Prüfen Sie jeden Builder, den Sie in Betracht ziehen, anhand dieser sieben Fragen, in dieser Reihenfolge. Die ersten beiden sind K.-o.-Kriterien: Ein Nein bei einer davon beendet die Bewertung, egal was sonst gilt. Die übrigen ordnen die Überlebenden ein.

Warum Agenten-Zugriff auf der Liste steht

2026 erledigen KI-Agenten über Standardprotokolle wie MCP einen wachsenden Teil der Softwarearbeit. Ein Builder, den nur ein Mensch über die Oberfläche bedienen kann, ist schon jetzt die Option von gestern. Programmatischer Zugriff mit begrenztem Umfang ist keine Power-User-Funktion mehr, sondern die Grundvoraussetzung für die nächsten fünf Jahre Ihres Produkts.

Welcher Tool-Typ passt zu Ihrem Vorhaben?

Sobald ein Tool die zwei entscheidenden Fragen besteht, hängt die richtige Wahl von der Form Ihres Projekts ab.
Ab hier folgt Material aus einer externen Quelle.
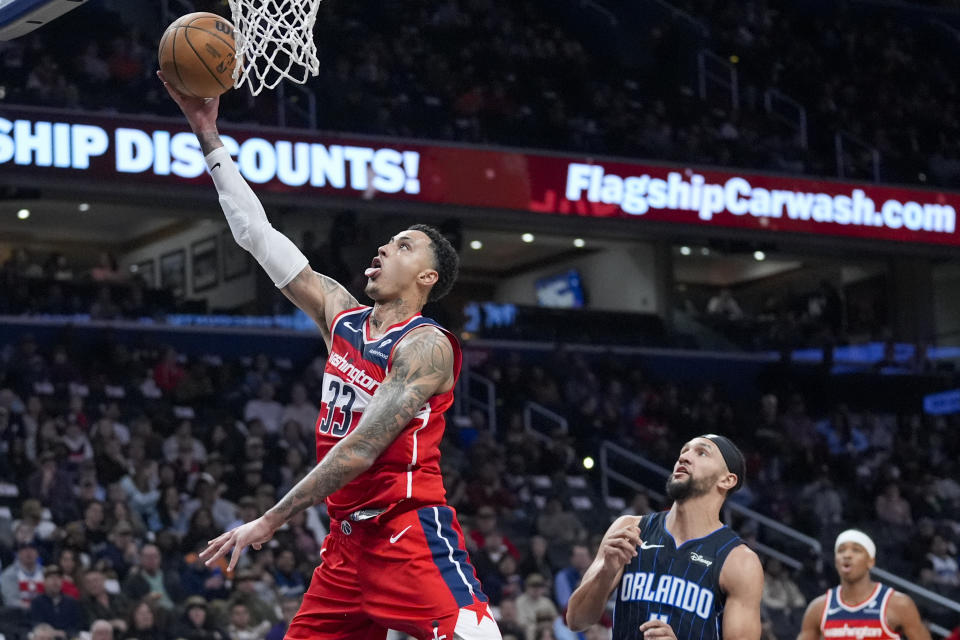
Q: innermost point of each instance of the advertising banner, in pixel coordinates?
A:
(163, 152)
Ehrliches Zuordnen bewahrt Sie davor, für Leistung zu zahlen, die Sie nicht brauchen, und zu spät zu merken, dass Sie sie gebraucht hätten.
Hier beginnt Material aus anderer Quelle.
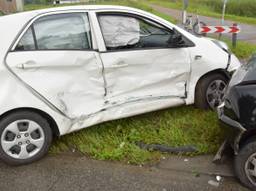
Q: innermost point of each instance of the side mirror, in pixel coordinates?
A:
(176, 40)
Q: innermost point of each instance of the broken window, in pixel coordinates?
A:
(58, 32)
(63, 31)
(128, 32)
(27, 41)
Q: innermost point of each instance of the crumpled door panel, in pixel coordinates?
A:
(143, 73)
(70, 80)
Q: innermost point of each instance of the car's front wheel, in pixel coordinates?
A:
(210, 91)
(25, 137)
(245, 165)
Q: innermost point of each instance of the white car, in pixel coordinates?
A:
(64, 69)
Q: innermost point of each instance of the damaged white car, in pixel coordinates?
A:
(64, 69)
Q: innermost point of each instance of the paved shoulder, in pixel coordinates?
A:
(248, 32)
(80, 173)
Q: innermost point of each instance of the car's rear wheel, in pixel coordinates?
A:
(210, 91)
(25, 137)
(245, 165)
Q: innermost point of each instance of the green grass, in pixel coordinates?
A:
(116, 140)
(207, 8)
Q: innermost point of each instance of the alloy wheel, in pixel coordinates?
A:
(22, 139)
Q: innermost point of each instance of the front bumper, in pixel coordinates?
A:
(234, 132)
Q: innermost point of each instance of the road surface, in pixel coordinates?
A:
(248, 32)
(68, 173)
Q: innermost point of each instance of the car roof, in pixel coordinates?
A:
(76, 7)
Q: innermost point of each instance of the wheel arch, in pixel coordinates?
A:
(217, 71)
(248, 136)
(50, 120)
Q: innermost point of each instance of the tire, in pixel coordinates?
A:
(29, 133)
(240, 163)
(201, 98)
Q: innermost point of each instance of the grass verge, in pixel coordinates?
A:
(116, 140)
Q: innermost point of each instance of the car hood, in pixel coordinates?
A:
(246, 74)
Auf die Shortlist gehören die Tools, die beide entscheidenden Fragen zugleich bestehen: Sie beschreiben in normaler Sprache, was Sie wollen, bekommen noch am selben Tag eine funktionierende Anwendung mit Datenbank und Login und behalten den editierbaren Code und Ihre Daten, egal was danach passiert. Diese Kombination war früher ein Kompromiss zwischen Tempo und Eigentum. Das ist sie nicht mehr, also gibt es keinen Grund, sich mit einer Hälfte zufriedenzugeben.

Die Kurzfassung

FAQ

Was ist das Wichtigste, das man bei einem KI-App-Builder prüfen sollte?

Ob er eine echte Anwendung erzeugt statt einer Demo. Legen Sie einen Datensatz an und laden Sie neu, um zu prüfen, ob er erhalten bleibt, registrieren Sie sich als zweiter Nutzer, um zu prüfen, dass Sie die Daten des ersten nicht sehen, und senden Sie ungültige Eingaben, um zu sehen, ob sie abgewiesen werden. Dieser Zehn-Minuten-Test sortiert den Großteil der Kategorie aus.

Warum ist Code-Eigentum wichtiger als Funktionen?

Funktionen entscheiden, was Sie diesen Monat tun können; Eigentum entscheidet über Kosten und Freiheit für die gesamte Lebensdauer des Produkts. Ohne echten, editierbaren Code und eigene Daten heißt eine Plattformgrenze festzustecken, und ein Wechsel heißt Neubau von null.

Ist ein günstigerer Monatspreis ein guter Grund für einen Builder?

Erst, wenn beide entscheidenden Fragen bestanden sind. Ein Tool mit Lock-in zum halben Monatspreis kann insgesamt weit mehr kosten, denn der Ausstiegspreis ist ein kompletter Neubau, und ein Anbieter, der weiß, dass Sie nicht gehen können, hat wenig Grund, die Preise niedrig zu halten.

Brauche ich Zugriff für KI-Agenten, wenn ich heute alles selbst baue?

Er wird schnell zum Standard. Agenten, die über Protokolle wie MCP arbeiten, bauen und pflegen schon heute echte Software, und ein Token mit begrenztem Umfang kostet Sie jetzt nichts. Wer heute ein Tool nur für Menschen wählt, migriert später allein deshalb, um automatisieren zu können.